Em Goiás, onde governantes desesperados entregam a educação à guarda da Polícia Militar, alunos organizam um “quebra-quebra”: destroem mobiliário, depredam o edifício da sua escola; num colégio particular no Rio, um jovem de 12 anos agride com pontapés um colega de 11 anos e é “suspenso por um dia” …
O amigo Severino diz-nos que cidadania é a medida da qualidade de vida humana, que se desdobra apoiada na presença das mediações histórico-sociais.
E o nosso amigo Freire, que alguns energúmenos exigem que saia das escolas (embora, na maioria delas, o seu espírito jamais tenha entrado), considerava a educação uma prática de liberdade. Porque havia lido esses e outros sábios brasileiros, a Cida entrou na sua nova escola disposta a fazer jus à leitura dos mestres. Chegada ao refeitório, deparou com uma longa fila e no último lugar da fila se colocou.
Não tardou que uma criança lhe dissesse: Tia, por que não vai lá para a frente da fila? Por que não “fura a fila”?
Meu querido, eu não “furo fila” – contestou a Cida.
A criança insistiu: Na nossa escola, as educadoras passam à nossa frente. Você é educadora, pode passar.
Exatamente por ser educadora é que eu não vou para a frente da fila, meu querido – Completou a Cida. E por aí se quedou o breve diálogo.
Mas não o episódio… Outra professora chegou ao refeitório, ultrapassou todo mundo e se serviu de alimento. A mesma criança, que falara com a Cida, ousou interpelar a tia que “furara a fila”. Foi repreendido por essa e outras indignadas educadoras “furonas”.

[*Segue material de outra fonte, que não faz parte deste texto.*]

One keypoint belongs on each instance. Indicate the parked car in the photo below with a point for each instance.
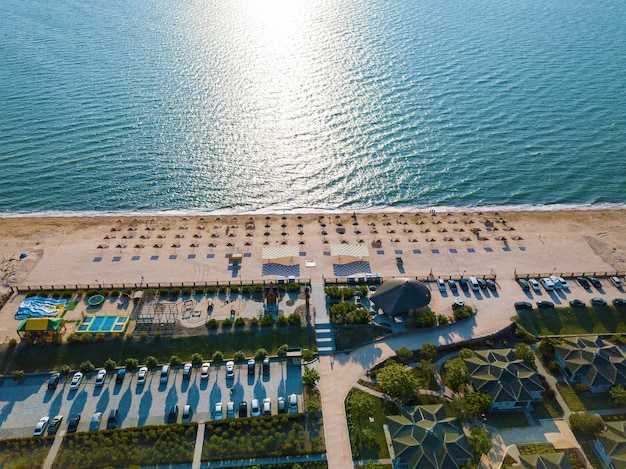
(53, 428)
(293, 404)
(255, 408)
(72, 423)
(53, 381)
(95, 421)
(112, 420)
(204, 371)
(141, 375)
(172, 414)
(282, 405)
(217, 414)
(165, 374)
(547, 284)
(100, 377)
(595, 282)
(187, 414)
(534, 285)
(230, 410)
(41, 426)
(76, 380)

A Cida herdara uma cultura diferente daquela que ali prevalecia. Havia trabalhado numa escola onde palavras como respeito e cidadania não serviam apenas para enfeitar um PPP escrito, onde as regras eram decididas em coletivo e por todos cumpridas, onde valores escritos não eram negados na prática. Onde se educava no exercício da cidadania. Na escola de “furar fila”, a Cida surpreendia-se com o fato de haver banheiro de aluno (coletivo e sem espelho) diferente de banheiro de professor (coletivo e com espelho) e este separado do banheiro do diretor (privativo e com espelho).
Surpreendia-se que todo mundo “achasse normal” que até no defecar e urinar houvesse hierarquia. Sabia que não se prepara jovens para a cidadania, mas que se educa na cidadania, em contextos onde haja igualdade na diversidade, onde prevaleça o exemplo. Isso ela aprendera numa escola onde não se “furava fila”.

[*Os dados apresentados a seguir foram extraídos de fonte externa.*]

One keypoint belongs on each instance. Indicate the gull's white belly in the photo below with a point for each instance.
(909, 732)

A Cida desta história encontrou quem partilhasse esperançosas práticas. Porém, quando se propôs trabalhar em equipe, reunir em assembleia com os alunos, partilhar projetos com a comunidade, foi-lhe dito que, há alguns anos, outra Cida havia tentado fazê-lo e se arrependeu.

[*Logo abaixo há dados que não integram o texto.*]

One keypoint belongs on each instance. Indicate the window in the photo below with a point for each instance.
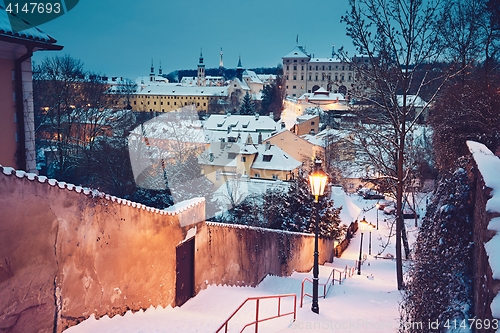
(267, 158)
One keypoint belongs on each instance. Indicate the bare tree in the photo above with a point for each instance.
(397, 38)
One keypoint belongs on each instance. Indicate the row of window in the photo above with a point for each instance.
(323, 78)
(330, 67)
(175, 97)
(174, 103)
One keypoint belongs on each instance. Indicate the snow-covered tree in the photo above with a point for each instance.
(439, 284)
(396, 40)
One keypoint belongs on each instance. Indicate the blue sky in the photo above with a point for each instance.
(120, 37)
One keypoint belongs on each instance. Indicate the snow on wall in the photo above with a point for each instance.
(489, 166)
(172, 211)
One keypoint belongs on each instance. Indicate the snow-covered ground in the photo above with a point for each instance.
(362, 303)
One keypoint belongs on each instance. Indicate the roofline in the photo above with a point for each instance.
(31, 43)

Vícios e tabus se revelam nos mais ínfimos pormenores, representações sedimentadas tendem a esconder a origem de formas sociais de dominação. Não surpreende, por isso, que uma solícita supervisora tenha demovido a Cida dos seus audazes propósitos, ordenando-lhe que desse as suas aulinhas e fizesse o que lhe mandavam fazer. E que uma prudente diretora a aconselhasse: Cida, tenha paciência. Aqui, manda quem pode, obedece quem tem juízo.
Qual terá sido o desfecho desta história? A Cida terá conseguido cumprir o PPP e desenvolver cidadania? Ou terá passado da fila do refeitório para a fila de espera da consulta de psiquiatria?
Esta história admite vários desfechos. Inclusive, aquele que o eventual leitor lhe quiser dar.